RV: Pois, esse é o grande problema. De facto, as contas são negativas e a Sonangol não tem dinheiro para fazer investimentos. Basicamente é isto: há falta de dinheiro. Apesar das habilidades contabilísticas e do marketing, no final, a questão é esta. Não há dinheiro e a Sonangol não está a gerar os proventos que deveria gerar. Os resultados líquidos – o dinheiro que a empresa tem no fim para investir, para fazer o que quiser – diminuíram 360% de 2015 para 2016.


DW África: Pode exemplificar estas "habilidades contabilísticas” que menciona?
RV: O que tivemos foi o aumento do perímetro de consolidação das contas. Basicamente, puseram mais ativos para se considerar na contabilidade da Sonangol. Mas o essencial nem é bem uma habilidade contabilística. O essencial é que os resultados de uma empresa têm vários itens: os resultados operacionais, os resultados financeiros e os resultados líquidos que, no fim, são aqueles que interessam. Quando se fez a divulgação das contas da Sonangol foram apresentados apenas os resultados operacionais - que estão melhores, devido à ligeira subida do preço do petróleo no segundo semestre de 2016 – e esqueceram-se de falar dos resultados líquidos, que estão muito piores.

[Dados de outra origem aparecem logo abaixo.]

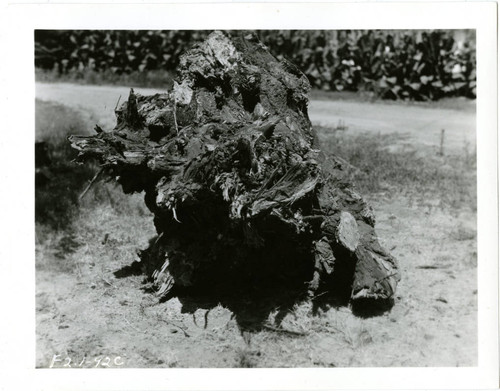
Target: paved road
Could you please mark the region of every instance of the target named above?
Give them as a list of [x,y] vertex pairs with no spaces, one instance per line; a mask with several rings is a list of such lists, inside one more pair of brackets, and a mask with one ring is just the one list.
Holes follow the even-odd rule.
[[[119,86],[89,86],[69,83],[36,83],[35,96],[59,102],[86,112],[93,122],[109,129],[115,124],[113,109],[118,98],[126,99],[129,89]],[[164,90],[135,88],[150,95]],[[342,121],[348,132],[399,133],[406,143],[439,146],[441,129],[445,129],[445,150],[460,151],[467,143],[476,145],[474,110],[454,110],[428,106],[369,103],[350,100],[313,100],[309,116],[315,125],[335,127]]]

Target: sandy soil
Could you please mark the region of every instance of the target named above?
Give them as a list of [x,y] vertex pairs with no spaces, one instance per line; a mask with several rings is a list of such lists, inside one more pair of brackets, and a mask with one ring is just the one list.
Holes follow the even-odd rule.
[[[113,125],[120,94],[127,89],[36,86],[38,98],[77,107],[102,126]],[[423,154],[439,145],[441,128],[455,135],[445,144],[450,151],[459,153],[462,137],[475,145],[470,111],[314,101],[310,115],[330,126],[342,119],[349,132],[408,133],[405,142]],[[477,365],[475,208],[383,193],[368,200],[403,276],[393,309],[368,317],[278,293],[259,302],[180,296],[158,303],[130,268],[155,234],[141,196],[132,196],[125,212],[111,200],[100,204],[79,217],[76,233],[37,243],[37,367]],[[55,250],[61,243],[63,254]]]

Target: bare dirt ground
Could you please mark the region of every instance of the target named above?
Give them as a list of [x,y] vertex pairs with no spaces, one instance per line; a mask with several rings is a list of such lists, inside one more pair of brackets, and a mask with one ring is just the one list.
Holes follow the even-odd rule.
[[[117,98],[127,94],[118,87],[36,85],[37,98],[78,109],[89,129],[113,126]],[[432,161],[445,129],[445,154],[468,159],[475,149],[475,110],[466,106],[313,101],[310,117],[327,126],[318,128],[326,146],[334,137],[347,142],[380,134],[387,136],[382,154],[403,151]],[[343,124],[347,130],[332,130]],[[457,169],[437,159],[439,170]],[[475,172],[470,180],[475,188]],[[38,227],[37,367],[477,365],[476,205],[442,202],[458,188],[435,197],[390,186],[364,194],[403,278],[392,310],[360,316],[321,298],[313,305],[279,292],[266,292],[260,301],[249,293],[158,303],[144,276],[130,267],[136,250],[155,235],[152,215],[140,194],[99,186],[109,197],[95,202],[89,192],[71,230]]]

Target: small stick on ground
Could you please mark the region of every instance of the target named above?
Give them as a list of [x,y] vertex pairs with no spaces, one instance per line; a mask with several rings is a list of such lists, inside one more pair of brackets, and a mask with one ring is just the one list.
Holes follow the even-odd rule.
[[181,327],[181,326],[179,326],[178,324],[175,324],[175,323],[173,323],[173,322],[171,322],[169,320],[164,319],[160,314],[157,314],[157,318],[158,318],[158,320],[161,320],[162,322],[165,322],[166,324],[169,324],[171,326],[177,327],[179,330],[181,330],[184,333],[185,337],[188,337],[188,338],[191,337],[188,334],[188,332],[186,331],[186,329],[183,328],[183,327]]
[[274,327],[274,326],[269,326],[266,324],[263,325],[262,327],[267,329],[267,330],[275,331],[277,333],[286,333],[286,334],[292,334],[292,335],[297,335],[297,336],[301,336],[301,337],[305,337],[305,336],[309,335],[309,333],[305,333],[302,331],[288,330],[288,329],[284,329],[282,327]]
[[128,321],[128,319],[125,318],[125,322],[128,323],[128,325],[135,331],[137,331],[138,333],[146,333],[146,331],[142,331],[142,330],[139,330],[137,327],[134,327],[132,326],[132,324]]
[[321,292],[320,294],[318,295],[314,295],[310,298],[310,300],[314,300],[314,299],[317,299],[318,297],[321,297],[323,295],[326,295],[327,293],[329,293],[329,291],[325,291],[325,292]]
[[183,327],[181,327],[181,326],[179,326],[179,325],[176,325],[176,324],[174,324],[174,323],[170,323],[170,322],[167,322],[167,323],[169,323],[169,324],[171,324],[172,326],[177,327],[178,329],[180,329],[180,330],[184,333],[184,336],[185,336],[185,337],[188,337],[188,338],[189,338],[189,337],[191,337],[191,336],[188,334],[188,332],[186,331],[186,329],[184,329]]
[[90,188],[92,187],[92,185],[94,184],[94,182],[99,178],[99,176],[102,174],[103,171],[104,171],[104,168],[101,168],[99,171],[97,171],[97,173],[94,175],[94,177],[92,178],[92,180],[90,181],[90,183],[87,185],[87,187],[85,188],[85,190],[78,197],[78,201],[82,200],[82,198],[85,196],[85,194],[87,194],[87,192],[90,190]]
[[441,141],[439,143],[439,156],[444,155],[444,129],[441,129]]
[[113,288],[115,288],[115,286],[114,286],[112,283],[110,283],[108,280],[106,280],[104,277],[102,277],[102,276],[101,276],[101,278],[102,278],[102,280],[103,280],[106,284],[108,284],[109,286],[112,286]]
[[82,268],[80,267],[80,263],[76,262],[75,265],[76,265],[76,270],[78,272],[78,278],[82,278]]

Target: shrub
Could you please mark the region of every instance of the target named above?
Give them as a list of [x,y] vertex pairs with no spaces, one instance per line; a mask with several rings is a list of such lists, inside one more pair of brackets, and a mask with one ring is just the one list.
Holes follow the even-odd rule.
[[476,96],[474,31],[263,31],[261,39],[317,88],[388,99]]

As coisas até estão lá nas contas, é preciso é saber lê-las e ver que a situação está a deteriorar-se. As eventuais melhorias resultam diretamente das oscilações do preço do petróleo.


DW África: Diz também que as contas da Sonangol são uma encenação para efeitos de propaganda eleitoral.
RV: Não são bem as contas, é a forma como as contas são apresentadas.


DW África: E depois das eleições? O que é que se espera?
RV: Temos um problema. Temos um problema muito grande. Obviamente, a Sonangol é quem dá ou não dinheiro ao Estado. Depois das eleições, o Estado vai continuar a não ter dinheiro. Podem agora, como se sabe, aumentar os ordenados, estão a fazer promessas, mas, na realidade, depois de agosto, não vai haver dinheiro. Em setembro, os cofres de Angola vão estar vazios. Portanto, aí, acaba-se o marketing.